Reliability by Example

To make this clearer, let's look at a simplified checkout workflow for a ticketing site. It first reserves a ticket in the database, then calls out to a third-party platform to process a payment. If the payment doesn't go through, it releases the ticket.

static async checkoutWorkflow(ctxt: WorkflowContext, ticketInfo: TicketInfo, paymentInfo: PaymentInfo) {
// Invoke a transaction to reserve the ticket
const reserved = await ctxt.invoke(Ticket).reserveTicket(ticketInfo)
if (!reserved) {
// If the ticket can't be reserved, return failure
return false
// Invoke a communicator to pay for the ticket
const paymentSuccessful = ctxt.invoke(Ticket).payment(paymentInfo)
if (paymentSuccessful) {
// If the payment succeeded, return success
return true
} else {
// If the payment didn't go through, invoke a transaction to undo the reservation and return failure
await ctxt.invoke(Ticket).undoReserveTicket(ticketInfo)
return false

To make this workflow reliable, DBOS automatically records in the database each step it takes. Before starting, DBOS records its inputs. As part of the reserveTicket transaction, DBOS records whether the reservation succeeded or failed. After the payment communicator completes, DBOS records whether the payment went through. As part of the undoReserveTicket transaction, DBOS records its completion.

Using this information, DBOS can resume the workflow if it is interrupted. Let's say a customer is trying to purchase a ticket and the following events happen:

  1. Their reservation suceeds.
  2. Their payment fails.
  3. The server crashes while undoing the reservation (causing the database to automatically abort that transaction).

It's business-critical that the workflow resumes, as otherwise the customer would have reserved a ticket they never paid for. When the server restarts, DBOS re-executes the workflow from the beginning. When it gets to reserveTicket, it checks the database and finds it previously succeeded, so instead of re-executing the transaction (and potentially reserving a second ticket), it simply returns true.
When it gets to payment, it does the same thing, returning false. Finally, it gets to undoReserveTicket, sees no recorded output in the database, and executes the function normally, successfuly completing the workflow. From a user's perspective, the workflow has resumed from where it failed last time!

Requirements for Workflows

For workflow recovery to work, they must meet two requirements.
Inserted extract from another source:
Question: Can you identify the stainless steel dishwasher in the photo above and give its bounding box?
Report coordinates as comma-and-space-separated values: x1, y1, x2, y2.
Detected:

First, workflows must be deterministic: A workflow implementation must be deterministic: if called multiple times with the same inputs, it should invoke the same transactions and communicators with the same inputs in the same order. If you need to perform a non-deterministic operation like accessing the database, calling a third-party API, generating a random number, or getting the local time, you shouldn't do it directly in a workflow function. Instead, you should do all database operations in transactions and all other non-deterministic operations in communicators. That way, DBOS can capture the output of the non-deterministic operation and avoid re-executing it.

Second, DBOS functions should not have side effects in memory outside of their own scope. For example, they shouldn't modify global variables. If they do, we cannot guarantee those side effects are persisted during recovery for later functions in the same workflow. Instead, functions should return any values they want later functions to be aware of and should store all persistent state in the database.